How do we know Davies, as songwriter, sympathizes with this little bunch of jackholes who want money and will resort to violence to get it? I think the key, if you miss it, is in the line about dad needing a job… it humanizes them, if not forgiving their actions, and it gives them a bit of backstory. Past that, well, the song breaks down to ask us to remember those who have nothing while we’re reveling in our excess. Not “don’t forget the Santas that die every year from attacks” or “don’t forget to send your local police force a holiday pie for the tough work they do every year protecting people from vandals and thieves.” The Kinks are more cerebral than you expect [that's what she said], and they expect you to realize that breakdown breaks down the whole core of the song. When he repeats “we’ll beat you up, so don’t make us annoyed” even after this, we’re not supposed to imagine that image of the beating. We’re supposed to think about what would drive someone to do such a thing.
A Christmas song that actually examines the human condition, and doesn’t just navel gaze about our own luck and the people we care about? Believe me, what I love about the holiday is the warmth I feel in it. I love being able to joke about gift snafus in my family, or past parties with my friends. I love the way a hug of greeting by someone you care about feels so much better straight from the cold. I love feeling like I am a part of something, however small, that is meaningful and reliable.

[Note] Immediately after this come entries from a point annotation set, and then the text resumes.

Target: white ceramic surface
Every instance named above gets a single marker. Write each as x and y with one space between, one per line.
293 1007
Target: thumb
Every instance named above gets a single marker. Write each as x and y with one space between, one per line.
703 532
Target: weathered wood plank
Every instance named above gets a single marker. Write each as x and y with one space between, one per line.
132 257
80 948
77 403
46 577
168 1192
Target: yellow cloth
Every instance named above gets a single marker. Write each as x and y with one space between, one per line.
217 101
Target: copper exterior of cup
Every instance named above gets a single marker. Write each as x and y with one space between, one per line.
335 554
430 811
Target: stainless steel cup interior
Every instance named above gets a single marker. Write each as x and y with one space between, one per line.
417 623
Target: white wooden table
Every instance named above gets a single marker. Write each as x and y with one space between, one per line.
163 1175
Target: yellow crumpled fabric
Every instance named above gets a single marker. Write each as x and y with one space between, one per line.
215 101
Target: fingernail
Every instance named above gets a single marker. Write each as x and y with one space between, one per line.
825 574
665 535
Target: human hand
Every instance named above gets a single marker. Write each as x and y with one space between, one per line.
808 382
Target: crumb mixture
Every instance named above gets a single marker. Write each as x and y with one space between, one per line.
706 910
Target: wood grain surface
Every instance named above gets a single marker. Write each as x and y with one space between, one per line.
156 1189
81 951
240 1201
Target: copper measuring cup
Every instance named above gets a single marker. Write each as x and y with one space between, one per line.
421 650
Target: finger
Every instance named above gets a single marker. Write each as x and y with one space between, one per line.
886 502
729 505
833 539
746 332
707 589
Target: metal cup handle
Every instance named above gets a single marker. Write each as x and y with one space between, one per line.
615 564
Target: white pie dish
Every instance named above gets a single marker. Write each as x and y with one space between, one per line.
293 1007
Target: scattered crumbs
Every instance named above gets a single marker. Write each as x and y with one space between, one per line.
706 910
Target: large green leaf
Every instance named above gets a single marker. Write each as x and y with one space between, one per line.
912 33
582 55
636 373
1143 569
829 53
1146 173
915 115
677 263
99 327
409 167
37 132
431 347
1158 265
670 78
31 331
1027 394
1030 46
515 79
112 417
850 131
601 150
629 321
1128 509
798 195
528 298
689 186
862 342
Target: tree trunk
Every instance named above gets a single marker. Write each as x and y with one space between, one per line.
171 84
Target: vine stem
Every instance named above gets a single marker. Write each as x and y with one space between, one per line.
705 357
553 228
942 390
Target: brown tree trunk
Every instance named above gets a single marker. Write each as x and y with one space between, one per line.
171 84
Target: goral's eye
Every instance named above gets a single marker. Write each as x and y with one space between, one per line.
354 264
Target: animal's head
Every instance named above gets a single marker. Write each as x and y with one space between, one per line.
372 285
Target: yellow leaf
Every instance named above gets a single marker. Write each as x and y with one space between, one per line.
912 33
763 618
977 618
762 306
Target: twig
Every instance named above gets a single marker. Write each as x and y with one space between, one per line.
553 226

The extra perks… the gifts, the food, etc… that’s all gravy, but even it traces back to that core of love and community, whatever we define that as. Still, especially if we consider ourselves Christian, and therefore have the most reason to feel connected to the holiday, taking time out of our lives to realize that other people have less, either at the moment or always, helps keep us a bit more grounded. It’s the antidote to the selfishness bromide, and just like the “make it last all year” message some ascribe to the Christmas spirit, it’s something we need to constantly accept as a problem we face. It doesn’t mean we need to scale back our festivities, or even donate to charity or gift drives or such. You do charity on your time, and it’s none of anyone else’s business if you do or not. All it means is, we don’t experience life like everyone else does. Accepting that people have it tougher than us is the first and most important step. It leads to the charity work, it leads to the social reform, and it leads to not being a total dick to those less fortunate. Taking a second to reflect on what we have, and realize many don’t, not only helps us keep perspective on how the world works, but it also makes that warmth of family and friends all the warmer. We have a lot. Instead of bragging, be grateful a bit more often.